(20 AĞUSTOS SALI)
Hayatımda tekrar bir boşluğa, anlamsızlık sarmalına düştüm. Geçen seneki hayallerimden uzaklaştım, ay başındaki hayallerimden bile uzaklaşmak zorunda kaldım. Belli ki hiçbir şey eskisi gibi değil, ama hala ileride-zamanı geldiğinde- başka türlü olabilir, diye düşünüyorum.
Bir yandan bu yoğun ve talepkar hayatı sürdürmek çok zor geliyor; yaşantımı kendi arzumca düzenleyememek... Üstelik; ne konuşabildiğim ne değiştirebildiğim bir sorun var en yakın ilişkimde ve bunu erteliyorum gibime geliyor.

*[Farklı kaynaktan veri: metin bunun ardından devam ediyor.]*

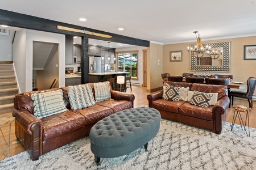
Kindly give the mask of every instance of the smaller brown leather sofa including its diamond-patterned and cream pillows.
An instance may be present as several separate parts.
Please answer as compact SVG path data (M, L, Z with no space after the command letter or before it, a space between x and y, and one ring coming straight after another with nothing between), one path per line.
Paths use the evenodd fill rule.
M226 86L165 82L163 90L147 95L148 107L162 118L221 133L229 97Z

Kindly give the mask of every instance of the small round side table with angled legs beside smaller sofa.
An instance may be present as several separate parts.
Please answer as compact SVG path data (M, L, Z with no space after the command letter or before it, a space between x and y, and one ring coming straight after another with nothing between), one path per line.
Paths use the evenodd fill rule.
M233 108L234 108L234 115L233 115L233 121L232 121L232 126L231 126L231 131L233 129L233 126L234 126L234 122L236 121L236 118L238 116L238 119L240 121L240 125L241 125L241 128L242 128L242 125L243 125L243 128L245 129L245 133L247 136L250 137L250 124L249 124L249 111L251 111L251 108L247 108L243 105L233 105ZM242 117L241 117L241 113L240 112L246 112L246 117L245 117L245 124L243 124L243 120L242 120ZM236 116L235 116L236 114ZM241 123L242 121L242 123ZM247 134L247 131L246 131L246 124L248 122L248 134ZM243 130L242 128L242 130Z

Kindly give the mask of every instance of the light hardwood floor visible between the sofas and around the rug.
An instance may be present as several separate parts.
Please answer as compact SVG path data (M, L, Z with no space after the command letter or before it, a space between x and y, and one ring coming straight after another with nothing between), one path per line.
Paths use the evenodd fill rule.
M134 94L135 95L135 101L134 101L134 108L136 107L141 107L144 105L148 105L147 101L147 90L146 87L138 87L138 86L133 86L133 91L130 90L130 88L127 89L128 93ZM254 107L256 108L256 102L253 101ZM234 99L234 104L236 105L245 105L246 107L249 107L248 101L247 100L242 100L242 99ZM251 112L249 112L249 118L250 118L250 127L251 128L256 128L256 109L253 108ZM228 122L232 122L233 119L233 113L234 109L229 108L228 109L228 117L227 120ZM6 114L1 114L2 115L11 115L11 113L6 113ZM242 118L245 120L245 113L242 113ZM236 124L239 124L239 120L237 119ZM8 139L8 134L9 134L9 125L4 125L1 126L1 129L3 131L3 135L5 135L6 140ZM5 141L3 140L2 134L0 134L0 139L3 143L3 147L6 147ZM10 149L9 149L9 155L16 155L19 154L20 152L25 151L24 147L18 142L15 143L16 137L15 137L15 129L14 129L14 122L11 123L11 138L10 138ZM5 156L3 155L2 149L0 148L0 160L5 159Z

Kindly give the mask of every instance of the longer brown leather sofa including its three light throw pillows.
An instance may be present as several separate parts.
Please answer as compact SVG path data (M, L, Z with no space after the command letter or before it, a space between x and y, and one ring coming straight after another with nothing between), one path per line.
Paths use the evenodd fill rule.
M96 122L133 108L134 95L109 82L23 92L15 96L15 135L32 160L89 135Z

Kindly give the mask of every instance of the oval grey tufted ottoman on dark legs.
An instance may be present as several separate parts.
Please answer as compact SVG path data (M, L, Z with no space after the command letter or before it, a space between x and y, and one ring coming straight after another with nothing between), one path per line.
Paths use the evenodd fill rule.
M90 149L95 162L129 154L155 137L160 128L160 113L148 107L131 108L98 121L90 130Z

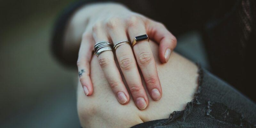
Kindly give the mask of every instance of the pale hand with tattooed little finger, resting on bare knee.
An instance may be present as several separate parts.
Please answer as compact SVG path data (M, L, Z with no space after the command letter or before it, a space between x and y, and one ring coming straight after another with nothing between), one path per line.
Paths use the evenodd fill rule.
M132 41L136 36L147 34L150 39L159 43L159 58L162 63L168 61L172 50L176 47L176 38L163 24L132 12L119 4L101 5L101 8L88 18L77 60L80 82L86 96L92 95L93 92L90 61L95 43L108 41L116 44L123 40ZM148 97L143 88L137 64L151 98L159 100L162 96L162 88L148 41L141 41L133 47L122 44L113 52L102 52L98 59L118 101L121 104L128 103L130 96L116 66L114 53L136 106L139 109L145 109L148 106Z

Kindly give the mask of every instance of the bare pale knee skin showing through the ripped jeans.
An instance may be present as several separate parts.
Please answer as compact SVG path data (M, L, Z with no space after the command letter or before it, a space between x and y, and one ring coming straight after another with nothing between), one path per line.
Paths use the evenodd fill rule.
M93 55L90 77L94 93L86 97L79 81L77 88L77 110L83 128L131 127L151 120L168 118L170 113L185 109L187 102L194 99L198 88L196 65L175 52L168 63L162 64L157 56L158 45L154 42L149 44L163 88L162 99L155 102L149 99L150 104L144 110L137 109L132 101L125 105L119 104L100 69L97 57ZM146 87L144 81L143 85Z

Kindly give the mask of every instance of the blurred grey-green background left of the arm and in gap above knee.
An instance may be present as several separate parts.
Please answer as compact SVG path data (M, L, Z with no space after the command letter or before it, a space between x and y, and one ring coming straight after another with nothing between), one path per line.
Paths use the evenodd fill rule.
M70 0L0 2L0 127L78 128L77 72L50 51L53 23ZM208 68L196 31L176 51Z

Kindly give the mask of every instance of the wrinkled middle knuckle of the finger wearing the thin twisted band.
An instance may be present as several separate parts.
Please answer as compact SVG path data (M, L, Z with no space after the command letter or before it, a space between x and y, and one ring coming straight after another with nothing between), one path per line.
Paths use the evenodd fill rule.
M131 70L134 67L132 58L127 55L120 57L120 67L123 70Z

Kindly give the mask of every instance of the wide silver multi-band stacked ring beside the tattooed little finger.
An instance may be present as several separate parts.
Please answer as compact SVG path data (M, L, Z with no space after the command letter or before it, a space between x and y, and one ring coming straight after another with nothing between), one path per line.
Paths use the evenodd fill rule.
M94 45L95 55L98 57L104 51L112 51L112 44L107 41L101 41Z

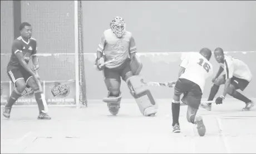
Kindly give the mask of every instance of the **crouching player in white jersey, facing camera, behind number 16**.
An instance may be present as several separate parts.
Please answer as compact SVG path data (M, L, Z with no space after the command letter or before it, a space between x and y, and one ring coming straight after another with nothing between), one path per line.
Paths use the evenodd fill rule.
M239 89L244 91L252 80L252 73L247 64L237 58L225 55L221 48L216 48L214 50L214 57L220 64L220 68L212 80L214 85L211 87L208 101L212 101L219 90L219 86L225 84L223 95L216 98L216 104L222 104L225 96L229 94L230 96L245 102L243 111L250 110L254 106L254 102L237 91ZM225 74L220 76L223 71L225 71ZM201 107L206 108L206 110L211 110L211 103L201 105Z

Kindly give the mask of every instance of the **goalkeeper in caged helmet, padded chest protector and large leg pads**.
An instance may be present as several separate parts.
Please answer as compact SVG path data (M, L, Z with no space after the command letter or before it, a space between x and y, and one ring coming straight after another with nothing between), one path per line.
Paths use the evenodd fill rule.
M136 52L137 48L132 34L125 31L124 19L119 16L115 17L110 23L110 29L104 31L101 37L95 63L104 74L105 85L109 93L103 101L107 103L112 115L117 115L120 108L121 78L127 83L142 115L151 116L157 112L157 106L151 92L141 85L141 77L138 74L142 64ZM101 67L101 64L114 58L114 61Z

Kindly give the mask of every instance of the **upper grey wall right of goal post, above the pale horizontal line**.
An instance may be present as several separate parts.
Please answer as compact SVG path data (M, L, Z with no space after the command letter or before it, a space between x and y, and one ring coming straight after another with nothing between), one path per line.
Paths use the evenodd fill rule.
M83 1L85 52L121 16L139 52L256 50L255 1Z

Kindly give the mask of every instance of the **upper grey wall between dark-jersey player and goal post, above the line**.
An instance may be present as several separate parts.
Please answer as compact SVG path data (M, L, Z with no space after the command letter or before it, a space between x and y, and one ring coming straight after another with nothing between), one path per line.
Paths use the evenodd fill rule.
M21 15L33 26L38 52L74 52L73 1L22 1Z

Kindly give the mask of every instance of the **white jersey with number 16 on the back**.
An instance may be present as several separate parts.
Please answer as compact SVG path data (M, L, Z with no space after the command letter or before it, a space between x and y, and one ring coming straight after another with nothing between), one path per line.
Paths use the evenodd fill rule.
M180 78L196 83L204 91L205 80L213 74L213 65L200 53L187 54L180 64L185 72Z

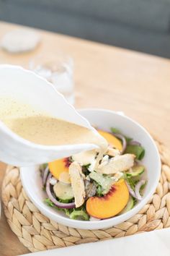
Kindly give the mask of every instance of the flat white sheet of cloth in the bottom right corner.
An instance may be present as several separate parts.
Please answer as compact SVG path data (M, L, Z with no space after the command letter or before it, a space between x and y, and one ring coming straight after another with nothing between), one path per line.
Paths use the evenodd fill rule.
M170 229L161 229L104 242L80 244L73 247L35 252L34 256L169 256ZM30 255L30 254L27 254ZM27 256L24 255L24 256Z

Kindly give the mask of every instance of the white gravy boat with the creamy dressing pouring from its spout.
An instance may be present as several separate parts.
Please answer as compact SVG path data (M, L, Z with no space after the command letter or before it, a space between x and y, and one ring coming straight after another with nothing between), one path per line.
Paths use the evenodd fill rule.
M1 151L1 145L1 161L26 166L91 149L96 149L98 158L102 158L107 150L107 141L66 102L53 85L20 67L2 66L0 137L4 150ZM5 73L8 75L1 76ZM29 78L35 81L34 85L29 83ZM1 87L2 82L4 87ZM43 87L41 85L40 88L40 84ZM37 102L35 105L36 93L40 104ZM45 102L46 99L48 102ZM45 108L49 103L51 107L48 105Z

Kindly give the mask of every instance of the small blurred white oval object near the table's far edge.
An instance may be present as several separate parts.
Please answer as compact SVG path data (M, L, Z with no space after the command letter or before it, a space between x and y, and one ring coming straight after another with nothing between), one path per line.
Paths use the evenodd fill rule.
M12 30L4 35L1 47L11 53L33 50L40 42L40 35L35 30Z

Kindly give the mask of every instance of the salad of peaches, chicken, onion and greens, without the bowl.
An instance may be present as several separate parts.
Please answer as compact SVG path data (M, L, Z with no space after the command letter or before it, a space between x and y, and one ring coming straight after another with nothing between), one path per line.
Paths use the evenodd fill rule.
M97 150L90 150L40 166L44 202L71 219L111 218L128 212L143 197L143 146L117 128L98 132L108 142L98 164Z

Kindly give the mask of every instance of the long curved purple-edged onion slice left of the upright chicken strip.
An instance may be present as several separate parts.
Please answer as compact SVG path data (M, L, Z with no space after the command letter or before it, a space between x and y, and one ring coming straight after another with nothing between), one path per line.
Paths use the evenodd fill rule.
M53 202L53 204L56 205L58 208L65 208L65 209L75 208L76 205L74 202L63 203L63 202L59 202L58 200L55 199L55 197L53 197L53 195L50 191L50 178L51 177L52 177L52 175L49 174L47 182L46 182L46 192L47 192L48 197L50 198L51 202Z

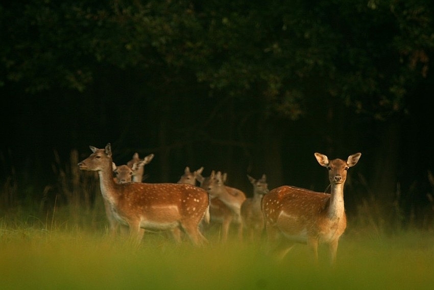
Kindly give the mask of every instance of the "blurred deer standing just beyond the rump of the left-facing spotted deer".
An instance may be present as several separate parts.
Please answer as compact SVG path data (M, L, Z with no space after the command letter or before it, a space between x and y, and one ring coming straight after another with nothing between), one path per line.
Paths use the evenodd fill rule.
M232 223L238 226L237 231L238 236L240 236L242 234L241 227L243 226L240 218L240 208L244 200L246 200L246 194L239 189L226 186L226 174L222 174L220 171L215 173L212 170L211 175L206 178L198 175L198 180L201 187L207 190L211 198L209 207L211 221L222 224L222 241L225 242L228 239Z

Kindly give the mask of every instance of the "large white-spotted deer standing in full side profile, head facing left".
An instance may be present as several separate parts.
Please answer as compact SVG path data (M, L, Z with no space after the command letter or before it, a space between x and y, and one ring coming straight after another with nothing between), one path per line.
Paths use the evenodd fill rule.
M123 183L113 180L112 151L89 146L92 153L78 164L81 170L98 171L103 198L115 219L130 228L130 238L138 246L145 229L183 229L194 244L206 239L199 222L208 208L205 190L188 184Z

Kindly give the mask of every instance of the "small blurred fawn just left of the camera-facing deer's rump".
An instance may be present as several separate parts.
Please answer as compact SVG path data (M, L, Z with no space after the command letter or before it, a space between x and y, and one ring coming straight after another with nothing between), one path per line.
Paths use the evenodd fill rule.
M243 222L242 231L246 229L250 241L260 238L264 229L264 219L261 211L261 200L264 194L269 192L267 184L267 175L262 174L261 178L256 180L247 175L250 183L253 185L253 196L246 198L241 205L240 215ZM240 234L243 238L243 232Z

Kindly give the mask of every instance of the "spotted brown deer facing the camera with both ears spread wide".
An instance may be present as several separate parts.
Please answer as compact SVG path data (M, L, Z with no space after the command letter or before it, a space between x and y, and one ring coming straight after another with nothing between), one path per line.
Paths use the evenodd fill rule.
M261 209L270 244L280 242L277 251L283 258L297 242L307 243L318 261L318 244L328 244L330 263L336 260L337 244L347 226L344 209L344 184L348 168L356 165L360 153L348 159L329 160L315 153L328 170L330 194L293 186L281 186L264 195Z

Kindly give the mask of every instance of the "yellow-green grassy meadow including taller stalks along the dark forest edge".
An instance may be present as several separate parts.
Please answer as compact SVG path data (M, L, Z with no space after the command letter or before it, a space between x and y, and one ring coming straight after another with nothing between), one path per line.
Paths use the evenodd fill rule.
M337 262L327 248L312 253L299 244L283 261L266 242L240 242L231 232L220 242L219 226L209 243L176 244L164 233L147 233L138 249L108 234L95 172L54 166L56 185L32 202L14 199L17 188L0 193L0 289L431 289L434 285L433 227L386 230L375 202L349 218ZM412 229L414 228L414 229Z

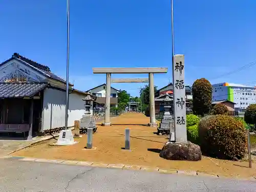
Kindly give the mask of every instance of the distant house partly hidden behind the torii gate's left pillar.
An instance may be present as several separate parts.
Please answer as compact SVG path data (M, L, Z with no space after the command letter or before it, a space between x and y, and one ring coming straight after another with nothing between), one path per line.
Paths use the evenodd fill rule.
M91 93L92 95L97 96L95 102L93 102L93 109L97 111L103 111L105 109L105 97L106 97L106 84L101 84L95 88L87 90L86 92ZM110 94L110 107L117 108L118 103L118 96L117 94L120 91L111 87L111 94Z

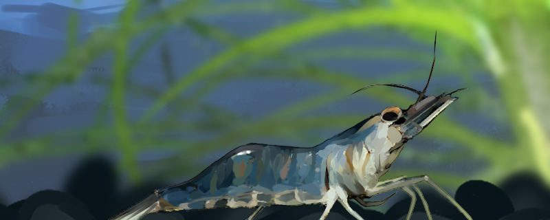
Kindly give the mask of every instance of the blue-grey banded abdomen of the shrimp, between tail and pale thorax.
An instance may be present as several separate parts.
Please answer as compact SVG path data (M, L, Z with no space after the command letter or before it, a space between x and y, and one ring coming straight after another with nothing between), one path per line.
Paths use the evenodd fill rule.
M247 144L158 192L184 210L318 203L324 192L317 157L315 148Z

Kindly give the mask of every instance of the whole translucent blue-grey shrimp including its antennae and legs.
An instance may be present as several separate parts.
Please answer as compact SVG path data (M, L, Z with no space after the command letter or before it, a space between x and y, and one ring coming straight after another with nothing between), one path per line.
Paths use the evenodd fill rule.
M377 206L389 197L384 201L364 199L395 189L404 190L412 197L407 215L407 219L410 219L416 202L415 192L411 188L416 190L428 218L432 219L428 203L416 186L422 181L441 192L467 219L472 219L428 175L401 176L380 181L380 177L388 172L406 142L418 135L457 99L452 97L454 91L439 96L425 96L431 75L430 71L423 91L404 85L384 84L408 89L419 95L408 109L388 107L317 146L239 146L196 177L155 190L111 220L135 220L159 211L237 207L257 208L248 217L253 219L267 206L314 203L326 206L320 216L320 219L325 219L336 201L342 203L353 217L362 219L349 206L349 199L357 200L362 206ZM373 86L377 85L362 89Z

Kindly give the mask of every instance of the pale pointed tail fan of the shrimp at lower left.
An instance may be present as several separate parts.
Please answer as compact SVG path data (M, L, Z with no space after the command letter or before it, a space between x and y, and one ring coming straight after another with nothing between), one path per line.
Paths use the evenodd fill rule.
M123 212L115 215L109 220L137 220L145 217L146 214L159 211L159 196L156 193L151 193L142 201L136 203Z

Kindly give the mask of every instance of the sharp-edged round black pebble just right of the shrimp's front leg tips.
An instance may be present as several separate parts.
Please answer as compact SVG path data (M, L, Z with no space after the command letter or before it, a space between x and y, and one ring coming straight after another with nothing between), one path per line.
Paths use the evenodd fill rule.
M506 193L487 181L465 182L456 190L455 199L472 219L500 219L514 212Z

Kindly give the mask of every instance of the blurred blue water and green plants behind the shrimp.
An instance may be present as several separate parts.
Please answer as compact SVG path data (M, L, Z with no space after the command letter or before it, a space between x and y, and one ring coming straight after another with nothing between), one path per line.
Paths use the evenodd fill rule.
M423 89L436 30L427 94L467 90L382 179L428 174L454 195L471 179L502 186L529 174L550 188L550 1L3 0L0 7L6 206L40 190L84 186L142 188L132 195L139 200L237 146L315 146L386 107L406 109L417 96L404 89L349 94L379 83ZM83 168L98 158L115 169Z

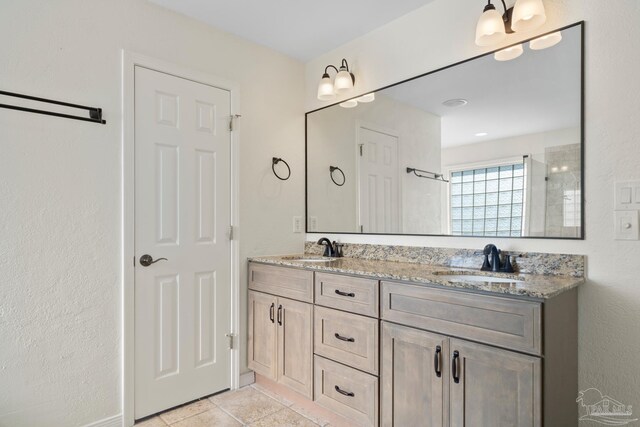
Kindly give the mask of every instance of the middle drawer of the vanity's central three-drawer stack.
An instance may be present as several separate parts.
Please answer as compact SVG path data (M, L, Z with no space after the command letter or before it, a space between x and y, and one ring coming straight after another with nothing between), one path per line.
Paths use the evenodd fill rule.
M378 319L316 307L314 328L317 354L378 374Z

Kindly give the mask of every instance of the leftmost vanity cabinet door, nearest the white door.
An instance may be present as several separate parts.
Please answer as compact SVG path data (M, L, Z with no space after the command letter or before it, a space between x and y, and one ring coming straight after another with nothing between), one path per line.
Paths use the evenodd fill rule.
M274 296L249 291L248 365L272 380L277 378L277 303Z

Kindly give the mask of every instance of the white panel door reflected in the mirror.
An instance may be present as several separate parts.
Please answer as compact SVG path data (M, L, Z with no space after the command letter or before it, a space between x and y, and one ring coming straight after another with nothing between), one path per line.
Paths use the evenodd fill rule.
M360 128L359 204L363 233L399 233L398 138Z

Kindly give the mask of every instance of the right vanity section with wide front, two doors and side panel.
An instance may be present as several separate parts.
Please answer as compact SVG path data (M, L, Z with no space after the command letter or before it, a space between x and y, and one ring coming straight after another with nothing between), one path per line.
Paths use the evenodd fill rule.
M383 426L577 425L575 289L544 302L398 282L381 294Z

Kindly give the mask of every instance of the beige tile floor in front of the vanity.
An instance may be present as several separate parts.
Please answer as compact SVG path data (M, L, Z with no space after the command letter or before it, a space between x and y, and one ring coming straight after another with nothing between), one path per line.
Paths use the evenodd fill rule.
M164 412L136 427L328 427L303 408L257 384Z

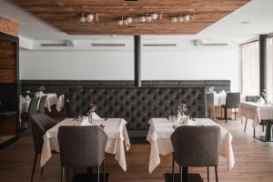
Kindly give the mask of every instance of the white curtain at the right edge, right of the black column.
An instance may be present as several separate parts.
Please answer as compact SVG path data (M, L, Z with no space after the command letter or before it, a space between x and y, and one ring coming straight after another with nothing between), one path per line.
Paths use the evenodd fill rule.
M268 101L273 102L273 37L268 38L268 57L267 57L267 74L268 74Z

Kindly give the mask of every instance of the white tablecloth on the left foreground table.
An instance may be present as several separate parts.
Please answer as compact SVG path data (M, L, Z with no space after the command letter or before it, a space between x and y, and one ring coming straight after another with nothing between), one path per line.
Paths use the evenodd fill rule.
M108 136L106 143L106 153L115 154L115 158L126 171L126 156L125 148L128 150L130 148L130 140L126 130L126 120L122 118L108 118L106 121L104 119L94 120L95 125L103 124L105 126L104 130ZM77 125L78 121L73 118L66 118L56 126L49 129L44 136L44 146L41 155L40 166L43 167L45 163L51 157L51 151L55 150L59 152L59 145L57 140L57 132L59 126L74 126Z

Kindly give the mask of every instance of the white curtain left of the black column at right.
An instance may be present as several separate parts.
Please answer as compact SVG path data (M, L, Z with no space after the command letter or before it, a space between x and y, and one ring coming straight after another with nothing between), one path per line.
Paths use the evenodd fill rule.
M258 41L241 45L242 94L259 96L259 45Z

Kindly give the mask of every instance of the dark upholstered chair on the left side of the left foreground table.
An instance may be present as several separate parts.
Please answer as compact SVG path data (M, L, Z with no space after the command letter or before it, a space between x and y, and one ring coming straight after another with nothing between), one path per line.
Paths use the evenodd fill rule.
M35 174L35 166L37 162L37 157L42 153L42 148L44 144L43 136L45 132L51 127L56 125L56 121L53 120L50 116L46 116L45 114L36 114L31 116L30 118L31 126L32 126L32 136L35 148L35 160L33 163L32 174L31 174L31 182L33 181L33 177ZM41 169L41 175L43 174L43 167Z

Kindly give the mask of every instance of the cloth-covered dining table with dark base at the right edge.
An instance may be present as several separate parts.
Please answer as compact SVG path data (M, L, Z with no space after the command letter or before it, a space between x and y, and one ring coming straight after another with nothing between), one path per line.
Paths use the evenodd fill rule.
M239 115L253 120L254 137L263 142L273 142L272 124L273 124L273 105L259 102L241 102L239 104ZM267 128L265 136L256 136L255 128L266 121Z

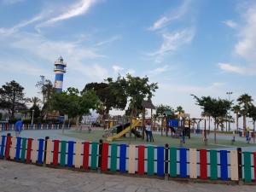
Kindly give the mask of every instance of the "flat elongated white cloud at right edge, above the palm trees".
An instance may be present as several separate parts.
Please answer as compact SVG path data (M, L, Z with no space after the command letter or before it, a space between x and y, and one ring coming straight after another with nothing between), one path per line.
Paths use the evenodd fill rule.
M227 73L237 73L241 75L255 75L256 68L255 67L239 67L235 65L231 65L230 63L218 63L218 67Z

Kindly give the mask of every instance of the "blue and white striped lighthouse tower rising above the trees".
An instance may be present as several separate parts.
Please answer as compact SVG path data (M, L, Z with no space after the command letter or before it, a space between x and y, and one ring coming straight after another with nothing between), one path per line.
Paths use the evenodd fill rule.
M60 56L57 61L55 61L55 90L57 93L61 93L63 85L63 76L66 73L67 64L64 63L63 58Z

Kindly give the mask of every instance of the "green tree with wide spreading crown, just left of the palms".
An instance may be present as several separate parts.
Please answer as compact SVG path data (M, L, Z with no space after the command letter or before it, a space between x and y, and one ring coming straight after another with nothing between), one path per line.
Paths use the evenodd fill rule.
M211 114L214 119L214 142L216 143L216 125L226 117L232 102L225 99L212 98L211 96L202 96L201 98L195 95L192 96L195 98L195 104L201 106L203 111Z

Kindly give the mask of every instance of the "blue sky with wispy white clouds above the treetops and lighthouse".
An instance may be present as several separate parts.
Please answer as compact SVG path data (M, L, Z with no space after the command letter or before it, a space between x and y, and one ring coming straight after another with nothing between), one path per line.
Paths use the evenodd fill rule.
M0 0L0 84L15 79L35 96L62 55L64 89L148 75L155 104L199 116L190 94L256 98L255 32L256 1Z

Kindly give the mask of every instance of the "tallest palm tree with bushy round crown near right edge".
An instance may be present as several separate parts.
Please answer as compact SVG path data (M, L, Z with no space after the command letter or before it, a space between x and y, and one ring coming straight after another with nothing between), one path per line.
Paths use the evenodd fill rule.
M247 129L247 114L249 112L250 106L252 106L253 98L252 98L252 96L249 96L246 93L246 94L239 96L237 99L237 102L241 107L243 130L246 131L246 129Z

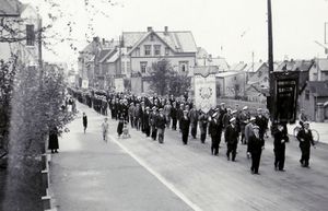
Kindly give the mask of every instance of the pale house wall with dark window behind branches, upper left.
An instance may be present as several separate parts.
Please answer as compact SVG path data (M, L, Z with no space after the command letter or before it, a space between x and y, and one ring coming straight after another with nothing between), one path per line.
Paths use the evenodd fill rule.
M39 14L31 4L23 4L17 0L0 0L0 22L3 26L0 35L0 59L11 59L13 54L17 56L20 63L37 67L37 36L42 27ZM5 26L10 30L5 30Z

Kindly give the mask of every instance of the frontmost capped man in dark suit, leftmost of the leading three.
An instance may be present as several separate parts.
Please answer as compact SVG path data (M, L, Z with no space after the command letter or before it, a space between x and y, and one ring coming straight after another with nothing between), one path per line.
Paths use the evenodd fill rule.
M254 126L253 130L254 130L254 134L250 136L249 140L248 140L248 150L251 155L250 171L251 171L251 174L259 174L258 168L259 168L259 163L260 163L265 141L259 136L259 127L258 126Z

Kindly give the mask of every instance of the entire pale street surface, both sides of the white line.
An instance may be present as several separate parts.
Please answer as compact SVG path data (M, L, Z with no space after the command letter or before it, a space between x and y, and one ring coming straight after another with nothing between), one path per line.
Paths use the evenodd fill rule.
M164 144L130 129L118 139L117 121L109 120L110 140L101 139L102 116L86 112L83 134L78 117L60 140L52 157L51 181L58 210L270 210L323 211L328 208L328 146L312 149L311 168L300 166L301 152L291 138L286 172L273 168L272 139L266 140L260 175L251 175L246 146L238 145L237 162L227 161L225 144L210 155L210 139L201 144L167 129ZM82 209L83 208L83 209Z

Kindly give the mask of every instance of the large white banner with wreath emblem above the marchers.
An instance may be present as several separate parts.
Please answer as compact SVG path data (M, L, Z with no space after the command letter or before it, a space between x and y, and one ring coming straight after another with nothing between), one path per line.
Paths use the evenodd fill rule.
M215 74L195 74L195 105L197 109L208 113L216 106Z

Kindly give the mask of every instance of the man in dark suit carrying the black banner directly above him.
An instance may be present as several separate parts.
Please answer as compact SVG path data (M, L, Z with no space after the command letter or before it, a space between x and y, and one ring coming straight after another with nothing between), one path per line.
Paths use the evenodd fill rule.
M274 132L273 152L274 152L274 169L284 172L285 142L289 142L286 126L278 125L278 130Z

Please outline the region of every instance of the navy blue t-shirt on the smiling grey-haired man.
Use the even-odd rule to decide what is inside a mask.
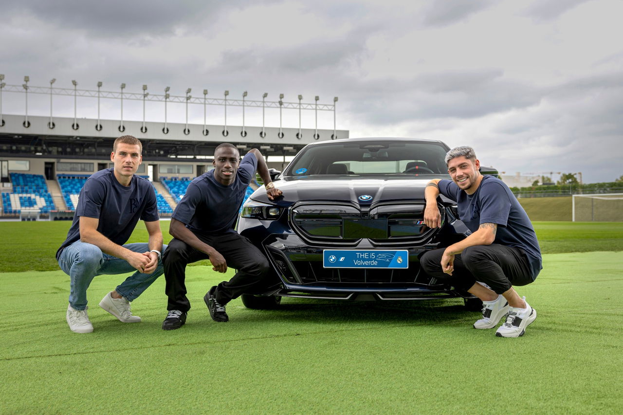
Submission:
[[[465,193],[452,180],[441,180],[438,186],[441,194],[457,201],[459,217],[470,231],[477,231],[483,223],[497,224],[493,243],[523,249],[528,255],[531,277],[536,279],[543,266],[535,229],[526,211],[502,180],[484,175],[473,194]]]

Boşa geçirdiğim farkındalıksız saatlerin verimsiz günlerin bilincindeyim, sağlıklı beslenmek ve spor yapmak istesem de aksine devam ediyorum. Kısır döngüyü kıramıyorum.
Leyla dün kreşten çıktıktan sonra arabaya binmek istemedi, ağlamaya başladı ve eve kadar arttırarak devam etti. Boğazı yırtılırcasına ağlıyordu ve başta ben sakindim, ama giderek öfkelendim ve kendimi elimle ağzına bastırıp "Sus! diye bağırırken buldum. Giderek çığrından çıktı, eve çıkarırken kucağımda zor zapt ediyordum. Eve girince zorla duşa soktum, ikimiz de terden sırılsıklam olmuştuk.
Banyodan çıkıp bornozunu giydiğinde birkaç dakika kırgın gözlerle bana sessizce bakışını unutmayacağım. Özür dileyip sarıldım, meğer okulda kalmak için ağlıyormuş.
Akşam parkta hiperaktif ve sinirliydi tavırları, stres atmak ister gibi. Dönüşte yine ağlayacak oldu, ama sustu. Yatırırken "Bugün güzeldi, değil mi?" diye sorduğumda "Ama bana bağırdın" dedi. Kalbime dokundu.